VANCOUVER - The poorest among us will be most hurt by global warming unless politicians take action to protect the most vulnerable. Call it “climate justice”, “climate fairness” or “closing the climate gap”, this is the hot new political zone where social justice policies intersect with climate change science.

Taking the lead in B.C. is the Climate Justice Project, a multi-year research effort spearheaded by the Vancouver office of the Canadian Centre for Policy Alternatives.
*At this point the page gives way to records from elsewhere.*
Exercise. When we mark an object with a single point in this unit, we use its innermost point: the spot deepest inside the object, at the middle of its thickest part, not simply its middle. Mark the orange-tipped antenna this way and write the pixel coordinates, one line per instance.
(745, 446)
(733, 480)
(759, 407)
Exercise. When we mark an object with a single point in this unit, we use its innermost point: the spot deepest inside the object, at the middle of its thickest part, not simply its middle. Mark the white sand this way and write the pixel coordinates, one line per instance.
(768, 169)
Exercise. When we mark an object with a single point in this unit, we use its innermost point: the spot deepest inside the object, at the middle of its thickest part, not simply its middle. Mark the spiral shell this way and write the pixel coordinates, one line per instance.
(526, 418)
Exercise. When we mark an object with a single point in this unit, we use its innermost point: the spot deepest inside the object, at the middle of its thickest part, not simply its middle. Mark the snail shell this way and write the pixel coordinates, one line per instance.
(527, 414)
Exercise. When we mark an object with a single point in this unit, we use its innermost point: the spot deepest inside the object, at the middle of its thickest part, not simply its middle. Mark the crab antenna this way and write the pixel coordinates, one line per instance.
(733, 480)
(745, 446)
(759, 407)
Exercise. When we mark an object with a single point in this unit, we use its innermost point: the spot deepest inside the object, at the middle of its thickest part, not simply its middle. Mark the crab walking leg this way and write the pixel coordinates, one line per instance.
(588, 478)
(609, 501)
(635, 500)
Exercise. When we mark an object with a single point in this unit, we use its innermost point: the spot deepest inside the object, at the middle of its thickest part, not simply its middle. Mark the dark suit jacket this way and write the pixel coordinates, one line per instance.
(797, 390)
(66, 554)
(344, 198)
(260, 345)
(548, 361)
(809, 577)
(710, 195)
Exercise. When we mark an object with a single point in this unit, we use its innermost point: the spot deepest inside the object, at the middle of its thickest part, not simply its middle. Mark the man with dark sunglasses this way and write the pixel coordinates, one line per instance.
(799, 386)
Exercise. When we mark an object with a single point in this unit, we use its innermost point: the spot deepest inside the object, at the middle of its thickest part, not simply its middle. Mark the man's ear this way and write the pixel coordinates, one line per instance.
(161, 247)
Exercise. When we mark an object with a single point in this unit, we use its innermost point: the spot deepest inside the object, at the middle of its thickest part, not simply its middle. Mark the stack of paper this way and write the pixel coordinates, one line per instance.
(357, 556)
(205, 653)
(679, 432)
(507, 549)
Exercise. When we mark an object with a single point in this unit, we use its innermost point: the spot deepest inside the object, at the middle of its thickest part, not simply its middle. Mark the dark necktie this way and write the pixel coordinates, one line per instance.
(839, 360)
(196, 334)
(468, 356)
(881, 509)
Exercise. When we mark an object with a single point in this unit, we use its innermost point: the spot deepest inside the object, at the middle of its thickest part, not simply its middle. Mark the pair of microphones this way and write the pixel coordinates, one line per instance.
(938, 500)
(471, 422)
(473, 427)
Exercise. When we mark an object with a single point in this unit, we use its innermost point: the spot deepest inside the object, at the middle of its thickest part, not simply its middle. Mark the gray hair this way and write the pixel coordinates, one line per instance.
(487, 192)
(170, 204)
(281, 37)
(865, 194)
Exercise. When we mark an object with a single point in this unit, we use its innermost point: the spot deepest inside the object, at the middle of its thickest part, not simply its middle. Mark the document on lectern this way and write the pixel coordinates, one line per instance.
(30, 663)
A new U.S. report explores similar ground. “The Climate Gap: Inequalities in How Climate Change Hurts Americans & How to Close the Gap,” published by a team from University of Southern California, University of California at Berkeley, and Occidental College in Los Angeles, zeroes in on the “often hidden and unequal harm climate change will cause people of color and the poor in the United States.”

The Tyee found out about the study via the Daily Score blog of Seattle’s Sightline Institute, which has been running a series on “climate fairness” for some time.

As Sightline’s Anna Fahey writes, “The Climate Gap” report “highlights how heat waves, droughts and floods already impact people of color and the poor disproportionately, and are expected to increase in their frequency and intensity.

“For instance, African Americans living in Los Angeles have a projected heat-wave-mortality rate that is nearly twice that of other Los Angeles residents. Minorities and the poor are also less likely to have access to air conditioning and cars, restricting their capacity to evacuate.

“Furthermore, this report finds that minorities and the poor will breathe even dirtier air and pay even more for basic necessities just as they have fewer or shifting job opportunities as a result of climate change. Unless policymakers craft policy that works for everybody (not just Big Oil)."

Fahey goes on to summarize policies to close the climate gap recommended in the report:

Adopting technologies that identify neighborhoods most vulnerable to the Climate Gap

Choosing either an auction or fee-based system that would generate revenue to help families living in poverty absorb the higher costs of water, food and energy

Seizing the opportunity to reduce greenhouse gases from sources that also cause toxic air pollution in the neighborhoods with the dirtiest air

Prioritizing the training of people who are most likely to lose their current job because of either climate change or climate solutions for jobs in the new economy

Focusing outreach, intervention, and preparedness efforts for extreme weather events in low-income neighborhoods and communities of color

To these, Fahey adds her own item: “money-saving investments in weatherization and other efficiency measures for low-income families.”

David Beers is editor of The Tyee.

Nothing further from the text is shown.